We should be able to simply plug the Jump Up jump starter into the car's accessory power, or the lighter plug in this case,, then wait 20 minutes and start the car.
That doesn't happen. Tom pokes around, making sure all the connections are good. We still get nothing, even though the green light indicates we should be good to go, and we've followed all the directions.
"If you're going to spend $20, you want it to work."
Tom questions whether the little 30-volt starter was charged well enough from the factory and decides to help it out a bit. He charges the car's battery the way he normally would here in his shop. He's going to give it just a little power. We want to see if the Jump Up jump starter can start anything at all.
"If the car does not start, charge another ten minutes."
So, we do...
Keep in mind, we could've already used jumper cables or even called for help by now, if we were really stranded on the road. After another round of charging, as instructed, we turn the key. The car tries to start but ends up using up all the power in the Jump Start. It does not have enough power to start this car engine.
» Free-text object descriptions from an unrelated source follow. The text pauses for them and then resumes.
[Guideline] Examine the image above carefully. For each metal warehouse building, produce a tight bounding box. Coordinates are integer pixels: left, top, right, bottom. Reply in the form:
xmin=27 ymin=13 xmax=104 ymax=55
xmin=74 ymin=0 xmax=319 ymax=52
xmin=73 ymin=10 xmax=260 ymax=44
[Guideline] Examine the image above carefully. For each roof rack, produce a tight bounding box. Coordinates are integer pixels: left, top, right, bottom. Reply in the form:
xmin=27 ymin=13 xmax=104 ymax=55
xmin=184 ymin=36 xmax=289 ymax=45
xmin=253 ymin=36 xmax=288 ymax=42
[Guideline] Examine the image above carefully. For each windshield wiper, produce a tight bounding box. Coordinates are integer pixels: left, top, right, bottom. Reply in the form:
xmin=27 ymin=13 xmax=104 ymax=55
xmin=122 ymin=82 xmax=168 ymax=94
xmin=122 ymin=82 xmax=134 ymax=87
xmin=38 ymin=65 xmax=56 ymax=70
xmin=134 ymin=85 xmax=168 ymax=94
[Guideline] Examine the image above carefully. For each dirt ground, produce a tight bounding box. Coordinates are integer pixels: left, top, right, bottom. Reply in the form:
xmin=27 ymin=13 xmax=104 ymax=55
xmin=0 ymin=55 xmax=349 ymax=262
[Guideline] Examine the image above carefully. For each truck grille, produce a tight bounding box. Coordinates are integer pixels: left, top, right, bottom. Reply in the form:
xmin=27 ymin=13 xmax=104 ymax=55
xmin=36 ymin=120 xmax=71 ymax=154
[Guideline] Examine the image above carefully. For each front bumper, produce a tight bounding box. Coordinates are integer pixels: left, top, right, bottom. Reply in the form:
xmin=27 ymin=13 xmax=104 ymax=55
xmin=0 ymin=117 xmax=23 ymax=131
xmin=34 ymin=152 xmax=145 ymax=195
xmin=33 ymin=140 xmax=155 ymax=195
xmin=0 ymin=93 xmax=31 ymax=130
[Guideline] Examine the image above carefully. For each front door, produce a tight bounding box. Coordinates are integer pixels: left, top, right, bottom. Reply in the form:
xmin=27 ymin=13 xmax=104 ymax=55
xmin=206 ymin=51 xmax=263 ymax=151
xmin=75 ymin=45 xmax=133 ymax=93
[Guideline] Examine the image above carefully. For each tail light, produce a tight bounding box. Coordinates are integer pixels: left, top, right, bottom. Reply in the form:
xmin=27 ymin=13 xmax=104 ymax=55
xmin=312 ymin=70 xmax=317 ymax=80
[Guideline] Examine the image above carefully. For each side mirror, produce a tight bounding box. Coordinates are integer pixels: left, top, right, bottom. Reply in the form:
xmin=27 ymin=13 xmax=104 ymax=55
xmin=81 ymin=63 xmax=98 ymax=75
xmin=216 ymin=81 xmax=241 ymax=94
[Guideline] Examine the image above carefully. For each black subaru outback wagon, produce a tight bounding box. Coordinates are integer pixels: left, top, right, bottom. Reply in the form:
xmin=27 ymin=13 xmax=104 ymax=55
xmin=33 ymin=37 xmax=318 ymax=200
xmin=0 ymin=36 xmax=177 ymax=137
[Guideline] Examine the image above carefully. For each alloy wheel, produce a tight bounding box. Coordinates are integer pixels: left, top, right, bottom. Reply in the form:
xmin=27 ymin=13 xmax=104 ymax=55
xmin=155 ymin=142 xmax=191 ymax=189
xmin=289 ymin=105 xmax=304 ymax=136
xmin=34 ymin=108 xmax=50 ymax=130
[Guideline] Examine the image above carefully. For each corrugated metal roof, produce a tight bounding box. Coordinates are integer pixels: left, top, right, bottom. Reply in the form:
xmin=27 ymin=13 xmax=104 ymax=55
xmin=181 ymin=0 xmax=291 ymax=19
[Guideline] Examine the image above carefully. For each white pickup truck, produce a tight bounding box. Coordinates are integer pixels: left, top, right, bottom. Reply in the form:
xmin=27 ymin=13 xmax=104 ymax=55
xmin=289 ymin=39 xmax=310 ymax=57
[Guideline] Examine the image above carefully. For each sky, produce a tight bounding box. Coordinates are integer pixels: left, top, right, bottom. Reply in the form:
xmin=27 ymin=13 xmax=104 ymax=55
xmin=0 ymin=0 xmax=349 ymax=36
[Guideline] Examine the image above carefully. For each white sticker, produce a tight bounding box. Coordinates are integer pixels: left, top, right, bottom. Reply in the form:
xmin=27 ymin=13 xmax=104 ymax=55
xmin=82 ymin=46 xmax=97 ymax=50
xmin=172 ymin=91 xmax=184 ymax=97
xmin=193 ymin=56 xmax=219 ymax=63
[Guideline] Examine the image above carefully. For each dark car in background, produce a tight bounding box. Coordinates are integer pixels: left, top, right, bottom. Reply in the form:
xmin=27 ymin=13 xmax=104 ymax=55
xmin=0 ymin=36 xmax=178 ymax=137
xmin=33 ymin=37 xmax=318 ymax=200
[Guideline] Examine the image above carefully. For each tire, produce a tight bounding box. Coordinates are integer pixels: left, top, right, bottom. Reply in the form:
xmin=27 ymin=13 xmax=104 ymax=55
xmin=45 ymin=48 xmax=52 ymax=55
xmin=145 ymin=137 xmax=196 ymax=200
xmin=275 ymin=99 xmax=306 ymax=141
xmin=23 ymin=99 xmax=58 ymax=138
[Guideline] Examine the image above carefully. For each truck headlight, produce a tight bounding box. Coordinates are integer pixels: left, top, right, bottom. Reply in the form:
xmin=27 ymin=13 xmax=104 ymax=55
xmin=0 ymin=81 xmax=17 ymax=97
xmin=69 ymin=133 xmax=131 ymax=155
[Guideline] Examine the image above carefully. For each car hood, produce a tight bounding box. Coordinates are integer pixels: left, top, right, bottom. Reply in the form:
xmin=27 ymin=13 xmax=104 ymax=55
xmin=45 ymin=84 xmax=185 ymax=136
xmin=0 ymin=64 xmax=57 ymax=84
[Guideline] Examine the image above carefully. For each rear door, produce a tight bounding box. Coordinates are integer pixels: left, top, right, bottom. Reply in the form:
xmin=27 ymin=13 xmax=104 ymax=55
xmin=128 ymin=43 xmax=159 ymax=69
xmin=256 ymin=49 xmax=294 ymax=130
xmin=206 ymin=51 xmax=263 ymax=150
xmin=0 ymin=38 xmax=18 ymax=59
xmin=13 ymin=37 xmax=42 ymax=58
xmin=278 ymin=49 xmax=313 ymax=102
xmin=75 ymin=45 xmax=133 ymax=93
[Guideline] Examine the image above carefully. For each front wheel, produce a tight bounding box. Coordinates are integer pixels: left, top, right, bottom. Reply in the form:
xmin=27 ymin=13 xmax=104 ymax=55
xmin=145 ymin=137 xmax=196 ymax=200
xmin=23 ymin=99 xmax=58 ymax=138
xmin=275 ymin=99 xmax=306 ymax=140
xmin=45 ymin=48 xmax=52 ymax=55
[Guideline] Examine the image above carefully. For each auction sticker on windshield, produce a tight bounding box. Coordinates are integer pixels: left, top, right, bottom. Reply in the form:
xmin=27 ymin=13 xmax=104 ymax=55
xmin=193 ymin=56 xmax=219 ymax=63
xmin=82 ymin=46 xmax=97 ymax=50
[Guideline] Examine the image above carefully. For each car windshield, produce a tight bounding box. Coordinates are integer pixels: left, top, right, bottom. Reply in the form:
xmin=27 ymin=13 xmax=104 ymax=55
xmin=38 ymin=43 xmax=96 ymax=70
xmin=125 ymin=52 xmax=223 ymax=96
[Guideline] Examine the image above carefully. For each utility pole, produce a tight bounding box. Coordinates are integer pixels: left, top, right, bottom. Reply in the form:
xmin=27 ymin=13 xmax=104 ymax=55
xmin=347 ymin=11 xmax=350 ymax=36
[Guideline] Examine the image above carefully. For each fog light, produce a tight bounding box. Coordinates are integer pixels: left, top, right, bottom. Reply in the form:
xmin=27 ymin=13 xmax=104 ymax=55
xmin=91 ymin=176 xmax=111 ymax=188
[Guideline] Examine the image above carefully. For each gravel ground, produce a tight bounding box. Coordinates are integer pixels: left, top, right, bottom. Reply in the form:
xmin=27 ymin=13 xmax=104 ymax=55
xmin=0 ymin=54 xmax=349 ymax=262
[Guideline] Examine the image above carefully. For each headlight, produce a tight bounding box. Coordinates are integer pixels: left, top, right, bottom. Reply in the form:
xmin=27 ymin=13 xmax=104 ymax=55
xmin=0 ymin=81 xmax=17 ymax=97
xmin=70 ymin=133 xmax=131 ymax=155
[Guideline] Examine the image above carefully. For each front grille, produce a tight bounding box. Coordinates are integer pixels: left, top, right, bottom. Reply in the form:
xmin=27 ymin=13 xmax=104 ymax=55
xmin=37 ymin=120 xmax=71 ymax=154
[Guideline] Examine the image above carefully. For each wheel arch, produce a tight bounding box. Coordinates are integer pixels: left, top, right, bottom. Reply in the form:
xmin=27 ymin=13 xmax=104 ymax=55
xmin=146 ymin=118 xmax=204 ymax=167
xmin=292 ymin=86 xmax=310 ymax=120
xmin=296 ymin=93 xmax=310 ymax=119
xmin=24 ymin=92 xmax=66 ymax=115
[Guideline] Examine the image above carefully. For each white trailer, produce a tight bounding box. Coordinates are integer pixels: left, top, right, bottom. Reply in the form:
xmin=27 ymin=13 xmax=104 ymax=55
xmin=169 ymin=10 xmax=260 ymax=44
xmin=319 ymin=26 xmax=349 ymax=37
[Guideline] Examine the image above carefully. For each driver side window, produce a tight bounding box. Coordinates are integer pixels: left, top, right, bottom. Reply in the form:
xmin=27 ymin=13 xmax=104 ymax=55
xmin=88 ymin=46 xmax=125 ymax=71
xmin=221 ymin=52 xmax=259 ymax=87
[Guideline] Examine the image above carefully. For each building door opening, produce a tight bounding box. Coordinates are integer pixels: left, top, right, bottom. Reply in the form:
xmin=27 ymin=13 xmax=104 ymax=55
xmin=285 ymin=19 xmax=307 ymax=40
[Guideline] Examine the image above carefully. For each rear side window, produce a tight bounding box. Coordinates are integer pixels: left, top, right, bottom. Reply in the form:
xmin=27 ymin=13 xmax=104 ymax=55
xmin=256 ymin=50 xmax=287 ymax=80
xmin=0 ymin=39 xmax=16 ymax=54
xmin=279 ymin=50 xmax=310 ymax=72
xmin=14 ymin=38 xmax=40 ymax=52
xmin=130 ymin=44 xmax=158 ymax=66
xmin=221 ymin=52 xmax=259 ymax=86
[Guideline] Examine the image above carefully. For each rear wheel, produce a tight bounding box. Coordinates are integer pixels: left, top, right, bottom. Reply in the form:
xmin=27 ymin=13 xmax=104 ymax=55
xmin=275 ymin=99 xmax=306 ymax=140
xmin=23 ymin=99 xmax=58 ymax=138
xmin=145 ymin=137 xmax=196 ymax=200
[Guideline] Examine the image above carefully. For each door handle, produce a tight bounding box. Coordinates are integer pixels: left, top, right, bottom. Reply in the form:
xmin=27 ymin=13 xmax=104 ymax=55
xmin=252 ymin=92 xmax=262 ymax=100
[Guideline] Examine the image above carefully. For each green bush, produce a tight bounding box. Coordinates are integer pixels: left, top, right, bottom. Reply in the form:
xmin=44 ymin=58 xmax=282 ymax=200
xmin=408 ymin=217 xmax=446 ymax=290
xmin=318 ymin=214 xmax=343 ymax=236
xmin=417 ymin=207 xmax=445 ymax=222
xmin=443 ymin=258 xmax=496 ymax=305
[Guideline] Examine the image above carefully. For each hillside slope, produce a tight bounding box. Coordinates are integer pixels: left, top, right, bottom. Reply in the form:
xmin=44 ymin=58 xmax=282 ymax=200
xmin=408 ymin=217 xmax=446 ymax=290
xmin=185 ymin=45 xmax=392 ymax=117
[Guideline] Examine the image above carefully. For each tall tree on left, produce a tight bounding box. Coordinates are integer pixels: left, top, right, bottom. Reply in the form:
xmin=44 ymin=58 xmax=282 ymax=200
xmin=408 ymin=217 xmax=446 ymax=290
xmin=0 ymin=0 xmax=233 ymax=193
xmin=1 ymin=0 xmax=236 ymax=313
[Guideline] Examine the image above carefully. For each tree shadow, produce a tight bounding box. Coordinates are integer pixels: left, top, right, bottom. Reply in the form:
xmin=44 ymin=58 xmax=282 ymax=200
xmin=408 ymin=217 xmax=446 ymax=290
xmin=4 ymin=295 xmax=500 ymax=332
We're making progress with each round of charging the Jump Up, but this is becoming a hassle.
Remember, this battery wasn't even fully dead when we started, and we gave it extra power with Tom's 1500-power pack.
"I think we know our answer."
The 30-volt jump up may work if your battery's new and without power for say an hour, but we don't think it's enough to rely on. While its size may be handy, you'd also have to keep it charged from time to time.
"Give it an 'F'. Not even a D! Save your money."
Keep the jumper cables on-hand. The Jump Up jump starter doesn't pack the punch to pass. It fails this Does it Work test.